Thursday, 11 February 2016

It's Not That Dark, Mate...

When Nick Kent interviews Shane McGowan (The Dark Stuff) and describes the experience of The Pogues on tour with the increasingly addled singer, he doesn't make any qualitative judgments. It is accepted that McGowan is a gifted songwriter ('you've got a God-given talent') and even in the face of his band's frustration, he is the star of the show.

Nick Kent's compilation of articles is a clear-sighted meditation on the status of decadence in the rock world. At some point, the heroic levels of drug-taking, drinking and obnoxious egotism might have counted as 'revolutionary', but Kent is intelligent enough to recognise how predictable this trope became. McGowan is a late entry into the annals of rock'n'roll debauchery: his glory days were the late 1980s into the 1990s, and he was soon eclipsed by the aesthetics of electronic dance music. Everyone got to neck the pills in that revolution.


Yet rock criticism has never been about assessing the quality of the music. It might lend a bit of context to an album or concert tour, but it is more frequently about the personalities behind the art. There is nothing surprising in Kent's chat with McGowan - he admits as much - and it operates to emphasise the established version of the artist-as-alcoholic/hedonist.

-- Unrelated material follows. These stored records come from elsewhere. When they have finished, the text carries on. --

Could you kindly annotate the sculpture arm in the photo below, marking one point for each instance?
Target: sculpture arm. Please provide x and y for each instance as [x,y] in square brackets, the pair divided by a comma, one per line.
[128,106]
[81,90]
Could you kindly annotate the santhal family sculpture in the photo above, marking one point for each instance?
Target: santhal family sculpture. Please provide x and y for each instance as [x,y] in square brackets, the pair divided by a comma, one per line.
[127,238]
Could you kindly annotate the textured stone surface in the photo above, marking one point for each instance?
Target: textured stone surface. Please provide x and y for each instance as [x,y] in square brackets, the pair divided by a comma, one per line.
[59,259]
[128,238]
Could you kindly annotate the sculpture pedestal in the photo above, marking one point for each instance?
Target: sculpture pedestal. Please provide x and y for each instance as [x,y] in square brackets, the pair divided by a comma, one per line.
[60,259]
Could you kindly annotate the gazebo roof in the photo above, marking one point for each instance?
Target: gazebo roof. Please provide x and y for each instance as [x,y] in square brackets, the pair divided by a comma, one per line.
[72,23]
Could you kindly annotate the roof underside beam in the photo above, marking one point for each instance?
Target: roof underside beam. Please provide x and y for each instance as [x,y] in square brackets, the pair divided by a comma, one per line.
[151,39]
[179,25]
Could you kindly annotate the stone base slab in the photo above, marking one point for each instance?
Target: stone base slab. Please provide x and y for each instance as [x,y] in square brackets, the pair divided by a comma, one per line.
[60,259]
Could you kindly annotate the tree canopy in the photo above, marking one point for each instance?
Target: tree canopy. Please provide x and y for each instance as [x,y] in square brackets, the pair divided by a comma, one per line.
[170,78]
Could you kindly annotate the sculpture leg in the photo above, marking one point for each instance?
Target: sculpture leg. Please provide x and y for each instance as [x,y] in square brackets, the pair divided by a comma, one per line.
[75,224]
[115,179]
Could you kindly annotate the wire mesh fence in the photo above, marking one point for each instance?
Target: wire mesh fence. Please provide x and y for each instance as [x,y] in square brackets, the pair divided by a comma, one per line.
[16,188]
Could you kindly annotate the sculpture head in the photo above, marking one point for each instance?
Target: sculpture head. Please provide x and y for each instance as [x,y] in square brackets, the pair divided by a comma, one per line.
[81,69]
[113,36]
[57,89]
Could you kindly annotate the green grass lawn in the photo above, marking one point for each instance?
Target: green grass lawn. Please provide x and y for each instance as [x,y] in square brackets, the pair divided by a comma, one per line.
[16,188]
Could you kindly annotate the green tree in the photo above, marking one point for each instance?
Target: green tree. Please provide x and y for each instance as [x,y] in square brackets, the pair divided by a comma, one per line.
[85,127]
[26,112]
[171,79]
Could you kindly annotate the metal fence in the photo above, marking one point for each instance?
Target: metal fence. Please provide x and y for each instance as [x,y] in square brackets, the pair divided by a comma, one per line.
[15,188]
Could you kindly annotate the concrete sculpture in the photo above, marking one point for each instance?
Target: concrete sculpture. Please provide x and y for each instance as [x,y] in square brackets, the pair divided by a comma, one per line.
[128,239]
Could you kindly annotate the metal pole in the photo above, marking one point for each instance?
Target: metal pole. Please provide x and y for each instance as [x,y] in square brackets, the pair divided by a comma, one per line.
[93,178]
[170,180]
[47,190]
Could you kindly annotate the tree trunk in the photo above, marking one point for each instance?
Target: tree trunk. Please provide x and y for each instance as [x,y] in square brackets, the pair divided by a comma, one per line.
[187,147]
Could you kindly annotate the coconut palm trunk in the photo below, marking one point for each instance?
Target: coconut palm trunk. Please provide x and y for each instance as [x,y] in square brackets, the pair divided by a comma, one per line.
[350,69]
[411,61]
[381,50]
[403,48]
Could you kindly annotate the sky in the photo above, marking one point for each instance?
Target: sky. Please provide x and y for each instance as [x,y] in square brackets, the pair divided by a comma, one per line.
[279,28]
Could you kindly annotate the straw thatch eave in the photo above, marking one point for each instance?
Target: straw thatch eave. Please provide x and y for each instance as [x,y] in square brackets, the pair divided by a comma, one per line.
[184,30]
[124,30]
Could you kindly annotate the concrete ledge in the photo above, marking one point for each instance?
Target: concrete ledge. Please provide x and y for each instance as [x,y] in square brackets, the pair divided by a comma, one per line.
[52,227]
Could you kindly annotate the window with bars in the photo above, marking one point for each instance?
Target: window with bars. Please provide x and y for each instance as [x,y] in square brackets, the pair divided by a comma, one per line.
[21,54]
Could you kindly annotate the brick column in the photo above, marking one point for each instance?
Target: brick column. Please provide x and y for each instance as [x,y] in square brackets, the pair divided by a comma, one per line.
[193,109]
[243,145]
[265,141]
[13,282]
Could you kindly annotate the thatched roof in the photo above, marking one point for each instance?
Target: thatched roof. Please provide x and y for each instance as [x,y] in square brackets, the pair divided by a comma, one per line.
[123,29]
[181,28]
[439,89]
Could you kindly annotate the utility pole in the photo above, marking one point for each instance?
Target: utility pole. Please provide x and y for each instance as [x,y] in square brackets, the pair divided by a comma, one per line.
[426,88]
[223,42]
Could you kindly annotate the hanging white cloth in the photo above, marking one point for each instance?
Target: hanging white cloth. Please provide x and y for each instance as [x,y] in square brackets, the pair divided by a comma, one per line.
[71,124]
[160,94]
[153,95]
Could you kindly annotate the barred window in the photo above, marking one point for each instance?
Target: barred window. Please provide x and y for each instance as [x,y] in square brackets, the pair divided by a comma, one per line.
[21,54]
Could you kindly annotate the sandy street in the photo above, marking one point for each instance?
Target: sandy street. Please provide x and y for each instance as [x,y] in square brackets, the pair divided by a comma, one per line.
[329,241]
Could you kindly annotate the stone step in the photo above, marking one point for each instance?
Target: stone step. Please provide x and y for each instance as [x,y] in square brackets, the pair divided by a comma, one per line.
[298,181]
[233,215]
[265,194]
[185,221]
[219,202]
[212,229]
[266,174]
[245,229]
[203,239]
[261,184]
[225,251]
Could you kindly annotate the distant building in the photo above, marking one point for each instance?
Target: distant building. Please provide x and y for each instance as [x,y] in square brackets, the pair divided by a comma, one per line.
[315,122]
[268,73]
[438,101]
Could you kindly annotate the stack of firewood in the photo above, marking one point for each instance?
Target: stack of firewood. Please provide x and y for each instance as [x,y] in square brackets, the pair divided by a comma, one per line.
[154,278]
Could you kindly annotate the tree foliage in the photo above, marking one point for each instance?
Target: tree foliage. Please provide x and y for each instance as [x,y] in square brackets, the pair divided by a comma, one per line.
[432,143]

Although Kent is often a good writer, he works in a medium that has little interest in critiquing the art: at its worst, it is hagiography, at its best, it is a character study. And it rarely gets to grips with the context or nature of the art itself, unless Simon Reynolds has got a bit of time on his hands, as in Retromania.

Is this criticism as a process to maintain an accepted narrative?